Assassins fate, p.64
Assassin's Fate, p.64Part #3 of The Fitz and The Fool Trilogy series by Robin Hobb
She occupied a space in the world. Then she didn’t. I felt the world close up around where she had been. The part of her that had been a living thing became a prelude to earth. Every future that might have sprung from Dwalia living suddenly shrivelled and vanished from the great tapestry of the future. Other gleaming threads writhed in to take their places. They were the futures made possible by her death at this moment. The moment she stopped living, her body began to collapse into something else. I stared at that sack of flesh, wondering how it had held her, and what exactly Dwalia had been. Not the thing that was left behind.

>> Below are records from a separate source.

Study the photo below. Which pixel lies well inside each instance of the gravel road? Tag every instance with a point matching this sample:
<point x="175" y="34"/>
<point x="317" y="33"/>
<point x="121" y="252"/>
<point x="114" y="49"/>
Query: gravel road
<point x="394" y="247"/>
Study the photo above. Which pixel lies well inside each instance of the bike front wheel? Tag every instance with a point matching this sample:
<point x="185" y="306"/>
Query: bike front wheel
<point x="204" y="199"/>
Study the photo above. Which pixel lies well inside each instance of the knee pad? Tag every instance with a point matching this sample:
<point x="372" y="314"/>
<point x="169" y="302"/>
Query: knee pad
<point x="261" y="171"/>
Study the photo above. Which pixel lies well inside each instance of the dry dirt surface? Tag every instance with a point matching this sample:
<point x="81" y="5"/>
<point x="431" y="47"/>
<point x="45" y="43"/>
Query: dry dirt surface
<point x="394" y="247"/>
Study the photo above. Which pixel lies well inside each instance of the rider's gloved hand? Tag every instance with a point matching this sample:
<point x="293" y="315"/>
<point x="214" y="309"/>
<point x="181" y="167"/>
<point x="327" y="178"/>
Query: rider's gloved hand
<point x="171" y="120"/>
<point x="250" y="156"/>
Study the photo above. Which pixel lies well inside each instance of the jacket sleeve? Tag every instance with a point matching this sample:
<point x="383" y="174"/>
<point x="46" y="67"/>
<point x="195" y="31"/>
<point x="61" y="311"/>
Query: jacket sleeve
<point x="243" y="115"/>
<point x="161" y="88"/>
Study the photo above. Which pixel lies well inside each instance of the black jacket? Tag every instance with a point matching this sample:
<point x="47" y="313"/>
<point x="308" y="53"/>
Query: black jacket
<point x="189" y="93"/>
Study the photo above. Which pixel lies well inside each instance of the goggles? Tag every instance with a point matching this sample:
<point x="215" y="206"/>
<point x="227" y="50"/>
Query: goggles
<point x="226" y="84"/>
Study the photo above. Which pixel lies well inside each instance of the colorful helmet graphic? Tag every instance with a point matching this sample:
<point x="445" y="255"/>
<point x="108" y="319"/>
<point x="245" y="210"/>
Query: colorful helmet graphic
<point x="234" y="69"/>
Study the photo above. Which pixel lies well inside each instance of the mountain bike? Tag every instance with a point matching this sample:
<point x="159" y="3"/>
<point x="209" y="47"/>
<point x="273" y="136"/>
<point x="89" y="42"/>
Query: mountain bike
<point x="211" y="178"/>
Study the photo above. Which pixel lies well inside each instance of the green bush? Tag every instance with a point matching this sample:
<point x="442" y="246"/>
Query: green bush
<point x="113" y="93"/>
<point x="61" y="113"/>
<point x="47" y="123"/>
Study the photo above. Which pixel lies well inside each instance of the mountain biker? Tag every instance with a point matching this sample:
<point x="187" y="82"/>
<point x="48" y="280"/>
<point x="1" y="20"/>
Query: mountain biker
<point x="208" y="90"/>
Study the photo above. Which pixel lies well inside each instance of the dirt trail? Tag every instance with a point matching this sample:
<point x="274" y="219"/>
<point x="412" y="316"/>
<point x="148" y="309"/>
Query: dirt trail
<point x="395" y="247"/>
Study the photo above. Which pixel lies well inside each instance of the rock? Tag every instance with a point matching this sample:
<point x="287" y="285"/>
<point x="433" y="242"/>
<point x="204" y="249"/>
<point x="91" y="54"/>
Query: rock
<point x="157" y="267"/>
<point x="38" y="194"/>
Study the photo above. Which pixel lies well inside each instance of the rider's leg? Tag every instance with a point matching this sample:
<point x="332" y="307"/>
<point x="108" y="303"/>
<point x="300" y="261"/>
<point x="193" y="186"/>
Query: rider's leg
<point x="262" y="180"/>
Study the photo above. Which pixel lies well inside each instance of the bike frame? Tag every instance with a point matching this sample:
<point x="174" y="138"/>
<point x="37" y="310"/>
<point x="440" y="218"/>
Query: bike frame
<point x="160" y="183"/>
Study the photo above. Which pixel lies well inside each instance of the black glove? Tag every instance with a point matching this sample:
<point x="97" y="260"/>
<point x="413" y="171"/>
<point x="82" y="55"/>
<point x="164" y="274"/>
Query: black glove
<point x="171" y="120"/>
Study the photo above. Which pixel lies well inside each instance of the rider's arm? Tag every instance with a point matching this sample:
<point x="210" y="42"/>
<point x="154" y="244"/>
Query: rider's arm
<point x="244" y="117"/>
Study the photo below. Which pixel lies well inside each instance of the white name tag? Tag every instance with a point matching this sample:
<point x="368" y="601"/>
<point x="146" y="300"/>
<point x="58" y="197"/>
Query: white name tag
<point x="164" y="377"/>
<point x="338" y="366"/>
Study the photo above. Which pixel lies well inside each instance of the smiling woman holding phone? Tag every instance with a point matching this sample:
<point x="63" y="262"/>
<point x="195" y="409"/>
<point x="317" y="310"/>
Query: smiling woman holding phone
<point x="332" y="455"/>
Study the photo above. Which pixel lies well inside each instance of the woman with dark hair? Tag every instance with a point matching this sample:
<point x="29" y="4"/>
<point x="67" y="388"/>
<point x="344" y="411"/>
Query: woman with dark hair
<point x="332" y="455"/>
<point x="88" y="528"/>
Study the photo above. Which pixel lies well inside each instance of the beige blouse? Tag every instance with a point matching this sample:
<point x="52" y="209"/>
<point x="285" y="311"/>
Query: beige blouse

So. That was death. I considered that as I gathered up the brass ring of keys and then Symphe’s knife.
I looked at Vindeliar. Tremors were now running over him, jiggling his cheeks and making his eyeballs twitch. I thought of ending him quickly and decided I wouldn’t. I was still coming to an awareness of what I had done to Dwalia. And to Symphe? I had not felt her death that way. Was it because I’d had a small tie to Dwalia from attempting to manipulate her? Or was it the taint of serpent spit in my flesh? I feared what I might feel if I killed Vindeliar, for we had had a bond of sorts. I left him to die by himself.

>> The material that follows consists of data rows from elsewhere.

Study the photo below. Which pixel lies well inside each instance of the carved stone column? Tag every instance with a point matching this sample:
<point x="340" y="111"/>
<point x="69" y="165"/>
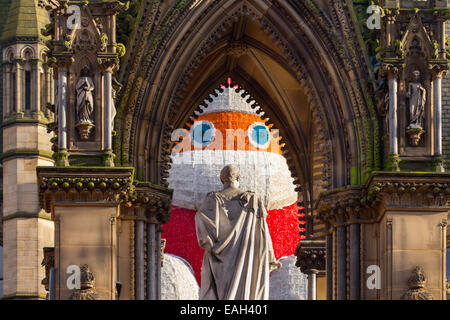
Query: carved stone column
<point x="7" y="89"/>
<point x="154" y="204"/>
<point x="17" y="104"/>
<point x="311" y="260"/>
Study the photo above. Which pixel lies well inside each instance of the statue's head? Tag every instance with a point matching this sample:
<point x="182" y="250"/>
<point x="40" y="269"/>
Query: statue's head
<point x="229" y="173"/>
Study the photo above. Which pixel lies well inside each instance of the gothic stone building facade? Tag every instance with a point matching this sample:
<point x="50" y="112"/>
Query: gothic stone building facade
<point x="93" y="91"/>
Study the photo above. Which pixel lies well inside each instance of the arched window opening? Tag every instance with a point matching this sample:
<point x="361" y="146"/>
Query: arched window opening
<point x="27" y="90"/>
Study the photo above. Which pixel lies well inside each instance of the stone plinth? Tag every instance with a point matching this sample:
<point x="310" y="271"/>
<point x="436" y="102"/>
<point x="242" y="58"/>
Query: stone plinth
<point x="84" y="203"/>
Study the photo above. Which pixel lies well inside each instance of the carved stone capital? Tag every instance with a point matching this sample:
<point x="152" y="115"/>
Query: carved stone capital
<point x="156" y="200"/>
<point x="401" y="189"/>
<point x="109" y="62"/>
<point x="83" y="184"/>
<point x="87" y="286"/>
<point x="343" y="206"/>
<point x="311" y="256"/>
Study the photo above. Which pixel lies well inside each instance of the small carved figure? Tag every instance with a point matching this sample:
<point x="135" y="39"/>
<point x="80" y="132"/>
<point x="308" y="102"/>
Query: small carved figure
<point x="87" y="286"/>
<point x="416" y="285"/>
<point x="417" y="98"/>
<point x="231" y="227"/>
<point x="85" y="98"/>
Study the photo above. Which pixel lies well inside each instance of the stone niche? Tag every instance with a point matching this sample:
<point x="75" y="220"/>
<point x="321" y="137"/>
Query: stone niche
<point x="86" y="235"/>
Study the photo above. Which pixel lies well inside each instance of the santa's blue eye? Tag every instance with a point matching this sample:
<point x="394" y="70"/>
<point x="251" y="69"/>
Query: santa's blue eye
<point x="259" y="135"/>
<point x="202" y="133"/>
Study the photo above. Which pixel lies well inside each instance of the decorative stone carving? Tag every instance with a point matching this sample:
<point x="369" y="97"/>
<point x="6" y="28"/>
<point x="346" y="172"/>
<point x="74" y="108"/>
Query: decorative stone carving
<point x="98" y="184"/>
<point x="163" y="246"/>
<point x="416" y="284"/>
<point x="48" y="262"/>
<point x="448" y="287"/>
<point x="311" y="256"/>
<point x="157" y="201"/>
<point x="237" y="49"/>
<point x="356" y="204"/>
<point x="87" y="283"/>
<point x="228" y="222"/>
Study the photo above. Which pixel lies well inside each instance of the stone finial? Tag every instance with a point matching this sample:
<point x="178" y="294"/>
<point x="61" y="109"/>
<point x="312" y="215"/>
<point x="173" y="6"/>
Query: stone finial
<point x="416" y="284"/>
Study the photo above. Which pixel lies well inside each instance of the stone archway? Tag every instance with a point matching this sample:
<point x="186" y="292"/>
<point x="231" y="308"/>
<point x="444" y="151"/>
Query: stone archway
<point x="287" y="55"/>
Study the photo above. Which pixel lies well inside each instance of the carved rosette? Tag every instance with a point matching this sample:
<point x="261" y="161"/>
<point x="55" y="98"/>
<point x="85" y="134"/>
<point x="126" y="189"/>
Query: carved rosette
<point x="83" y="184"/>
<point x="311" y="256"/>
<point x="416" y="284"/>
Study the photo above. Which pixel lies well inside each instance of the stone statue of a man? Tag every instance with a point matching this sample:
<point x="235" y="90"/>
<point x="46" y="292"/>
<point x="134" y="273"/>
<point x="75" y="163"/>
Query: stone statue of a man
<point x="231" y="227"/>
<point x="85" y="98"/>
<point x="417" y="98"/>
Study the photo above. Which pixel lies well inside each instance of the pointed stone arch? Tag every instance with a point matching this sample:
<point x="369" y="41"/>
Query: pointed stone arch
<point x="171" y="71"/>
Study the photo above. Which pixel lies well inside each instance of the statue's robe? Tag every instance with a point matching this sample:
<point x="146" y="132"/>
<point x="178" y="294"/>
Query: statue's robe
<point x="238" y="247"/>
<point x="417" y="102"/>
<point x="85" y="100"/>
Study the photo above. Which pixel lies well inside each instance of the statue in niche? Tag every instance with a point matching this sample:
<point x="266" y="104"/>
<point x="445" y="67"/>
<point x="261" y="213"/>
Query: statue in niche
<point x="417" y="99"/>
<point x="85" y="97"/>
<point x="85" y="103"/>
<point x="231" y="226"/>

Symphe had never locked the cell door. I walked out of it, thought for a moment, and then tossed the brass ring of keys to the floor. I left that door closed but unlocked. Let them puzzle about that.
My mind moved faster than the wind before a squall. I could flee. They would hunt me through the halls and rooms. And they would find me, for I did not know any way to escape from it. They would find me with Symphe’s knife and her keys, they would see the stains of oil and serpent slime on my clothes. They would know me for what I was. An assassin, like my father before me. The Destroyer from their dreams. They would find me and they would kill me.
I didn’t want to die.
Wolf Father spoke. For now, hide your true self. Be what they think you are.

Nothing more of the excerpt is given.